Lithium batteries do nasty things if charged incorrectly. Does your 18650 battery have a built-in safety circuit to protect it against over-charging and over-discharging?

 

Overcharging is detected by measuring the battery voltage level and voltage across a sense resistor.

The plan is also to implement a temperature sensor and a 2 ampere fuse which is not shown in circuit I posted. I searched the expensive ones do have those built-in.

 

Fixed..slimmed down and added protection.

 

Take a look at some of the ideal diode controllers from Linear Technology/

 

One of those application is the LTC4410 - USB Power Manager in ThinSOT. It is a total solution for building exciting brands when battery charging. Thank you but I'm just not there yet to say a lot about the benefits. Hardly forgiving the basics here..hope it'll be smooth.

Maybe regarding my particular circuit, I could post stripboard prototyping development and diagnose..

 

If you are paralleling diodes to reduce voltage drop rather than to get around the current rating limitations then you should have no reliability issues as long as you obtain the voltage drop you desire.

 

Got it, getting the 3V 500mA ROHM BD30KA5FP.

 

BUCK_PWM is 3.3V microcontroller pin PWM with period 20us.
Here is what we got:

No obvious slew for charge and discharge..but some delay

Signal swing before the inductor is +3V and -7V.
Question: so what if there is a dip? And this dip is taking some time..

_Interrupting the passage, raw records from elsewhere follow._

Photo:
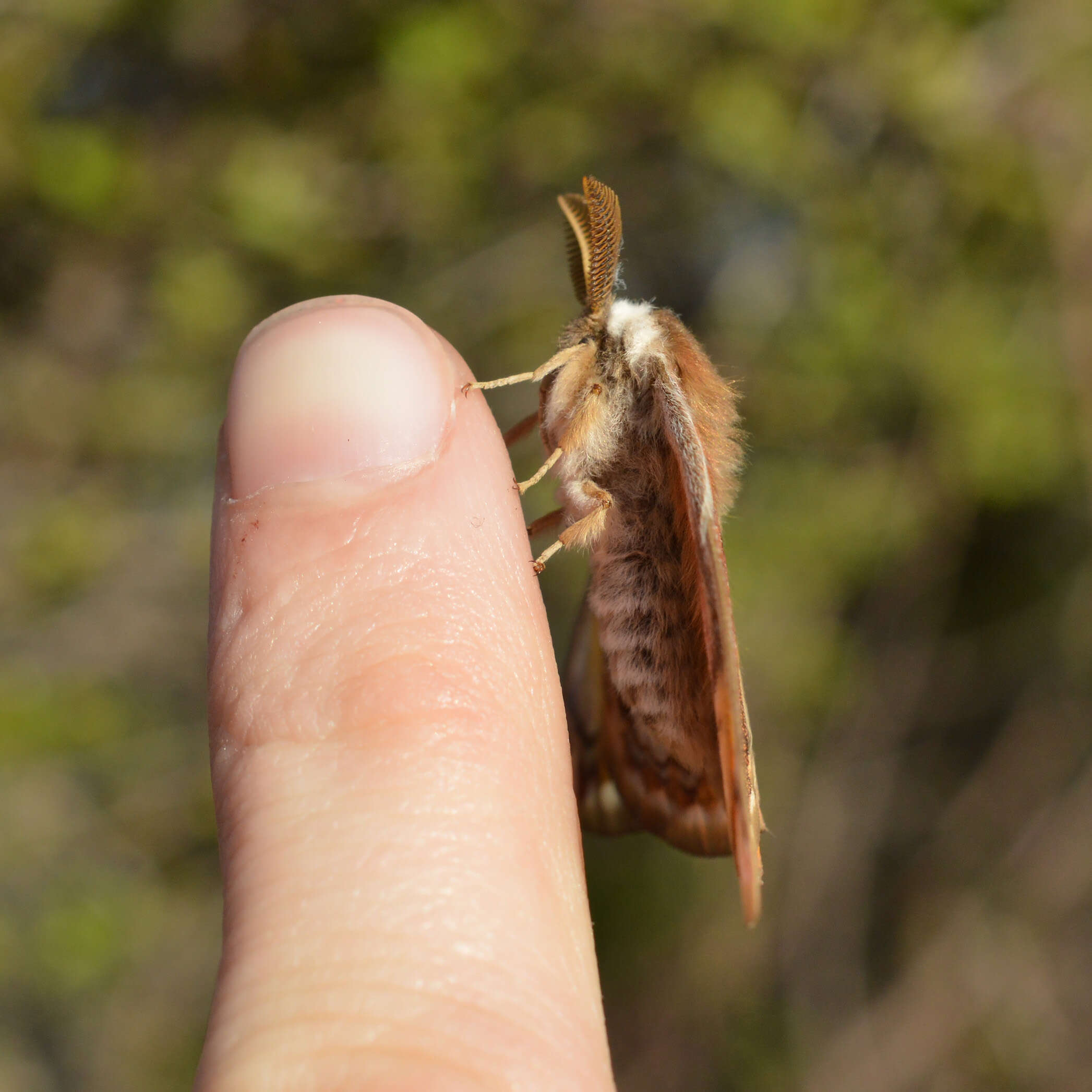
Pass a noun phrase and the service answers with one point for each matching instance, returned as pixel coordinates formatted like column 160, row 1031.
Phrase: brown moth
column 642, row 433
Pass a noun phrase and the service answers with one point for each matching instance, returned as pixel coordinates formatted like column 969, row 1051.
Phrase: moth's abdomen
column 643, row 593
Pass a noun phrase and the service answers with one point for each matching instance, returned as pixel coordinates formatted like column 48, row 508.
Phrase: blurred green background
column 877, row 215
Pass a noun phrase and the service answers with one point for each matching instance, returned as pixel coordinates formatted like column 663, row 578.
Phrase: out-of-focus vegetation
column 878, row 215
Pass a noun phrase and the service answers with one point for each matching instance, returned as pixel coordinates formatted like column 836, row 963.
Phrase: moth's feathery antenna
column 604, row 231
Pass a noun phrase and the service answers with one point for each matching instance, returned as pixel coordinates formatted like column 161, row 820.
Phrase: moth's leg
column 557, row 361
column 520, row 429
column 586, row 529
column 541, row 473
column 547, row 522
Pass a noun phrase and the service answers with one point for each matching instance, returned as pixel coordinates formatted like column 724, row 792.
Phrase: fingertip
column 334, row 387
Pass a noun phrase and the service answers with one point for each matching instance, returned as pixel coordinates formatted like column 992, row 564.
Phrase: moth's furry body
column 606, row 410
column 642, row 434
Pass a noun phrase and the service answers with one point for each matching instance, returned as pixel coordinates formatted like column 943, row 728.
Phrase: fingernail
column 333, row 387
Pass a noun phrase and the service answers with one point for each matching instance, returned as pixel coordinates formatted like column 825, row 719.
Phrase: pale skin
column 403, row 877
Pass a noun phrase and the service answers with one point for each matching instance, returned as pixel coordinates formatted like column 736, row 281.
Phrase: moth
column 643, row 435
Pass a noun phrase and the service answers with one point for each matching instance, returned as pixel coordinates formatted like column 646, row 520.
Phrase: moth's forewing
column 685, row 412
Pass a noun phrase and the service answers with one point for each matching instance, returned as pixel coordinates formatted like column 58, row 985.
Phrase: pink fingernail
column 332, row 387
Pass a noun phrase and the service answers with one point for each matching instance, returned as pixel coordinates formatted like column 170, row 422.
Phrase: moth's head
column 594, row 220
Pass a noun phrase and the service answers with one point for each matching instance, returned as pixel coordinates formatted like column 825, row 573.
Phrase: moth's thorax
column 595, row 400
column 636, row 337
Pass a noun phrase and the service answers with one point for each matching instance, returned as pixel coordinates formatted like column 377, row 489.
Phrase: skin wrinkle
column 379, row 779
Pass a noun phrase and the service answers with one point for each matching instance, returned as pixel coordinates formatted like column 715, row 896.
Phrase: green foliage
column 875, row 214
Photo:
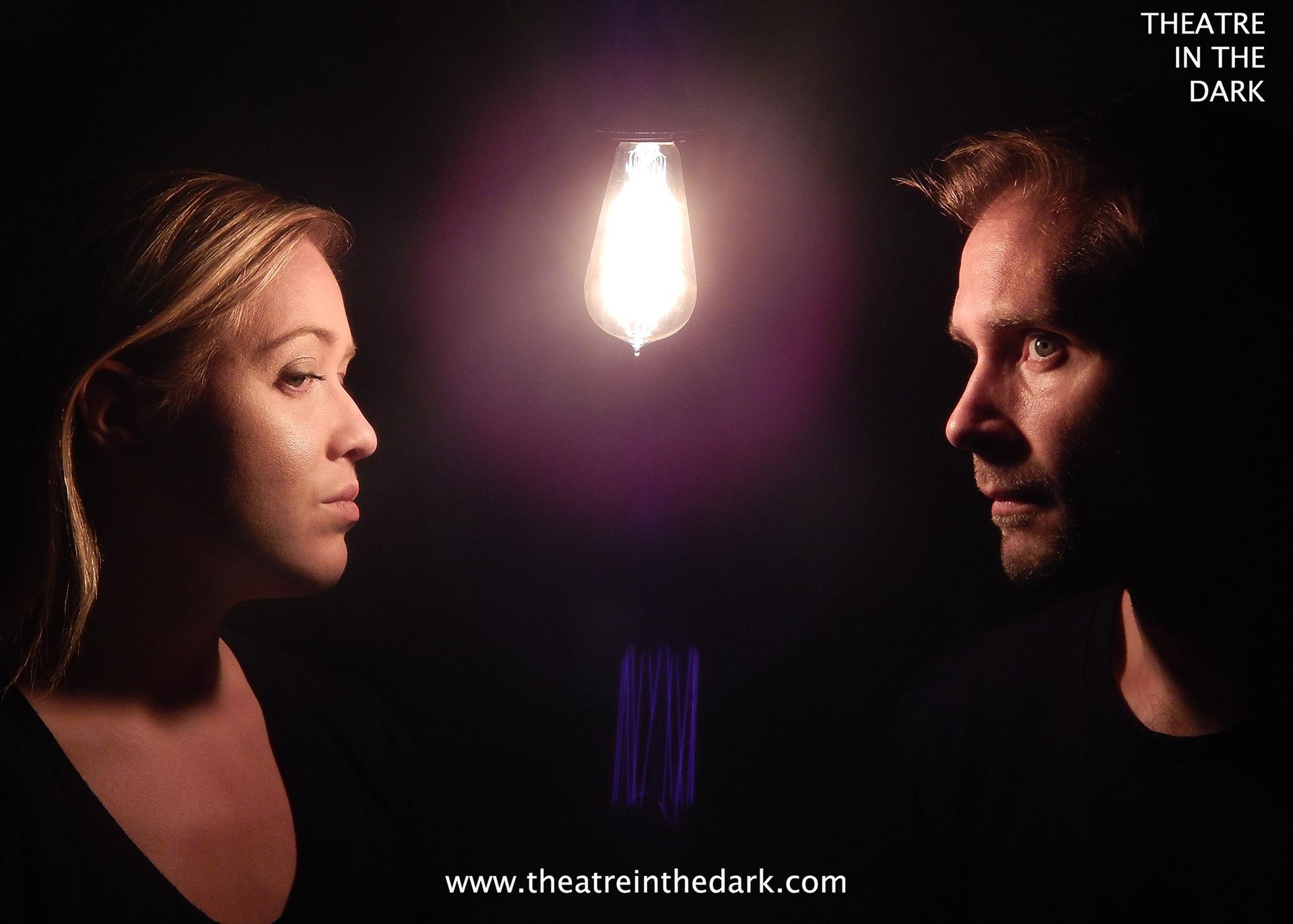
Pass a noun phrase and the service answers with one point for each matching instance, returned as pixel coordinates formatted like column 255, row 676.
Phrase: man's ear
column 112, row 407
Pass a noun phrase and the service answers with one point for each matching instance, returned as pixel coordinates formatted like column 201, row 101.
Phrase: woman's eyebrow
column 304, row 330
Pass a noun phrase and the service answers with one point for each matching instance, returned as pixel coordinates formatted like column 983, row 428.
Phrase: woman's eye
column 1042, row 345
column 296, row 381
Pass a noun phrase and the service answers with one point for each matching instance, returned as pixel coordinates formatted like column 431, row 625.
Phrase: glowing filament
column 642, row 275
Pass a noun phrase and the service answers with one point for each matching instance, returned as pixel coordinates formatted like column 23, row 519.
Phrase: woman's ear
column 112, row 407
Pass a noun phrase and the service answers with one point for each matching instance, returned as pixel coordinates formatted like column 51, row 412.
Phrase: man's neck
column 1172, row 680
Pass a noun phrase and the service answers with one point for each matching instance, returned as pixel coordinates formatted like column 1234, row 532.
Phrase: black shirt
column 1027, row 790
column 65, row 859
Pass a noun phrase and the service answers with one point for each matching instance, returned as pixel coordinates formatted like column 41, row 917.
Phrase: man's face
column 1036, row 409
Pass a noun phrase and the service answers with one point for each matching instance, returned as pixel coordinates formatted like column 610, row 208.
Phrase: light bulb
column 642, row 275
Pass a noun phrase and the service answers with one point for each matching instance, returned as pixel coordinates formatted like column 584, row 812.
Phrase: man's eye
column 1042, row 345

Next: try to get 600mA through and measure the how much volts will be left for the battery.

 

For the step-down stabilizer, there must necessarily be another diode (or transistor) connected to the ground. It's better if it's a Schottky. Without this diode, the transistor will break through (inductive ejection). I do not know how long the transistor will work in this case (it will be OK).

 

Yes it did happen, the transistor isn't working anymore, and it's not clear what happened to make counter measures.
You must mean to reduce the potential dip and rise effects of the signal before the inductor or isolate the transistor..?

 

My recommendation:

 

For the three diode in parallel configuration, I don't know what to say more. I expected 200mA through each for a forward voltage drop of 0.250mV; according to curve in the datasheet. What causes this, heat?

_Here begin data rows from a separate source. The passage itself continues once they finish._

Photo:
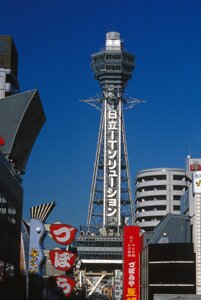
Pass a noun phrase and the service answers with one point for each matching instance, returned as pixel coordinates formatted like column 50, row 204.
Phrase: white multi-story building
column 158, row 192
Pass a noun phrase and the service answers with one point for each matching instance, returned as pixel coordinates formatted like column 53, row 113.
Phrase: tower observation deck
column 110, row 204
column 99, row 244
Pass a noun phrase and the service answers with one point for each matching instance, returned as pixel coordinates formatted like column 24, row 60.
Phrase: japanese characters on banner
column 66, row 284
column 131, row 263
column 62, row 233
column 61, row 259
column 197, row 182
column 112, row 163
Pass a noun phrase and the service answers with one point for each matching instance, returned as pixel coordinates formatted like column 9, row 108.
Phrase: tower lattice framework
column 111, row 205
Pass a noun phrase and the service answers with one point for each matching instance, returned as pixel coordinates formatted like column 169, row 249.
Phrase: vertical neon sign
column 131, row 263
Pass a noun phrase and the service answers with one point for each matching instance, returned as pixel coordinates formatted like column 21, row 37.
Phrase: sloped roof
column 21, row 119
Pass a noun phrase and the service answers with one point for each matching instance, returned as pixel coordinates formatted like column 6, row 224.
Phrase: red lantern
column 62, row 260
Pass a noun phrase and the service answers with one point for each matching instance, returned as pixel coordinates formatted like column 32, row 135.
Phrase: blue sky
column 55, row 40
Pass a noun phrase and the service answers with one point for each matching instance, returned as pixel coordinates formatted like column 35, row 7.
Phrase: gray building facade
column 157, row 193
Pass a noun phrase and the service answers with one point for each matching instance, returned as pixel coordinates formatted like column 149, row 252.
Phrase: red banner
column 2, row 142
column 131, row 263
column 62, row 233
column 62, row 260
column 66, row 284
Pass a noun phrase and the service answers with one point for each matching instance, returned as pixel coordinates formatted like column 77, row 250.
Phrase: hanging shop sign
column 131, row 263
column 197, row 182
column 62, row 233
column 2, row 142
column 62, row 260
column 66, row 284
column 36, row 255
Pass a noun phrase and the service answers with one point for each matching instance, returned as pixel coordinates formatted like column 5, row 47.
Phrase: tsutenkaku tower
column 111, row 205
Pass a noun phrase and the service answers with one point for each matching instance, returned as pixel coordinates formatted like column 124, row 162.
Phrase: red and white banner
column 66, row 284
column 62, row 260
column 131, row 263
column 62, row 233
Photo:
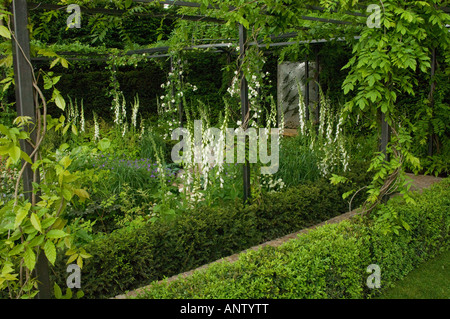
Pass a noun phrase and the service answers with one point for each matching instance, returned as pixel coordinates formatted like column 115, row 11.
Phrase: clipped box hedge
column 131, row 258
column 330, row 261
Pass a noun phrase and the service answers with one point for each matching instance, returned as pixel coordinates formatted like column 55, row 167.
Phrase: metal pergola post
column 431, row 99
column 23, row 76
column 385, row 136
column 307, row 87
column 244, row 107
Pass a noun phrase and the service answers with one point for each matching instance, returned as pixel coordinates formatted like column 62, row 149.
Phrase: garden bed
column 328, row 262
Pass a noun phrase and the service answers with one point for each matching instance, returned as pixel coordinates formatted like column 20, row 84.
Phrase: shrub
column 130, row 258
column 330, row 261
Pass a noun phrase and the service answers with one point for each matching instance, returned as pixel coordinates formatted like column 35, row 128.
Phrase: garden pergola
column 24, row 82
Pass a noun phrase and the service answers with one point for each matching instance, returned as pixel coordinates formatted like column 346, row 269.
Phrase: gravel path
column 419, row 182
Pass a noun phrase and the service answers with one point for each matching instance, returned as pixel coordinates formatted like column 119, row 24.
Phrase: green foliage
column 328, row 262
column 133, row 256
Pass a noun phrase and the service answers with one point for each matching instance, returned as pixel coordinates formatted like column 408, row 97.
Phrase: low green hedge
column 130, row 258
column 330, row 261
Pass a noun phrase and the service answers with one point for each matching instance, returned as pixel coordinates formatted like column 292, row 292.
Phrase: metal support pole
column 385, row 136
column 317, row 78
column 244, row 107
column 180, row 105
column 307, row 88
column 431, row 99
column 25, row 107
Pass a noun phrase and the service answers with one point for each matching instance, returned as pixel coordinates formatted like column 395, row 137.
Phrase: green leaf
column 21, row 214
column 67, row 194
column 80, row 294
column 48, row 222
column 29, row 258
column 50, row 251
column 56, row 233
column 81, row 193
column 36, row 222
column 4, row 32
column 55, row 61
column 72, row 258
column 15, row 154
column 104, row 144
column 16, row 250
column 59, row 100
column 65, row 161
column 26, row 158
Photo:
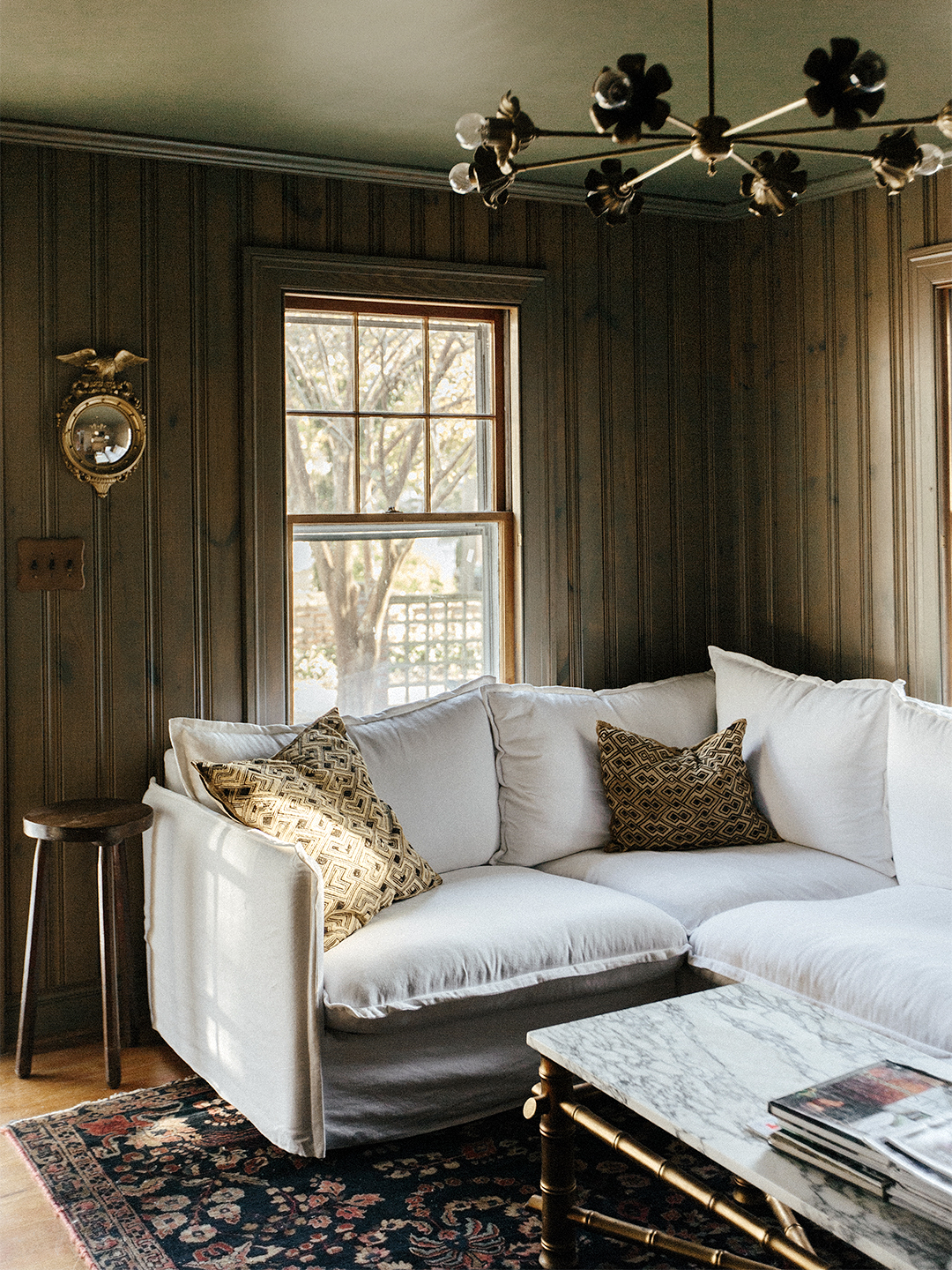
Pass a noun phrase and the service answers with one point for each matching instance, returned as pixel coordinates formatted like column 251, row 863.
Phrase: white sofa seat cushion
column 698, row 884
column 493, row 938
column 816, row 755
column 883, row 958
column 433, row 762
column 551, row 799
column 919, row 787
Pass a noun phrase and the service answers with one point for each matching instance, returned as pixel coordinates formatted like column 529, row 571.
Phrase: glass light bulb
column 461, row 179
column 931, row 161
column 867, row 72
column 469, row 130
column 611, row 89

I assume you meant 0.250 V and not 0.250 mV.

Paralleling diodes to lessen the voltage drop is possible, but due to the exponential nature of the characteristic, it takes an order of magnitude increase in the number of diodes in order to reduce the voltage by 120 mV or so. Though in real diodes this exponential shape transitions to a more linear one as the effective series resistance starts to dominate.

 

Hi,

Thanks Mr. Bordodnynov. I must've troubled you I couldn't understand it the first time and you were still at me with the clear picture I need. That diode will help keep transistor emitter and collector voltage levels more upright.

On my query about diodes in parallel relating to needing increased voltage above the maximum battery levels; before I couldn't help thinking it would be best to have plenty of allowance so can charger voltage levels be determined by making adjustments to the PWM duty cycle on the fly.

However after having building the circuit, a realized some heat with the mosfet. The greater allowance translates to the greater voltage needed to be cut down for more excessive heat by forth effective series resistance. If the circuit with 100% PWM duty cycle could produce 600mA at a load that will drop exactly 4.2 volts or the battery voltage - that'd be perfect. It'd also be "protection built-in".



With my multimeter and 100% PWM duty cycle:
Inductor out was 4.62 volts.
Current was 0.62A.
Voltage across the diode was 0.32V.
Voltage across the mosfet was 0.19V.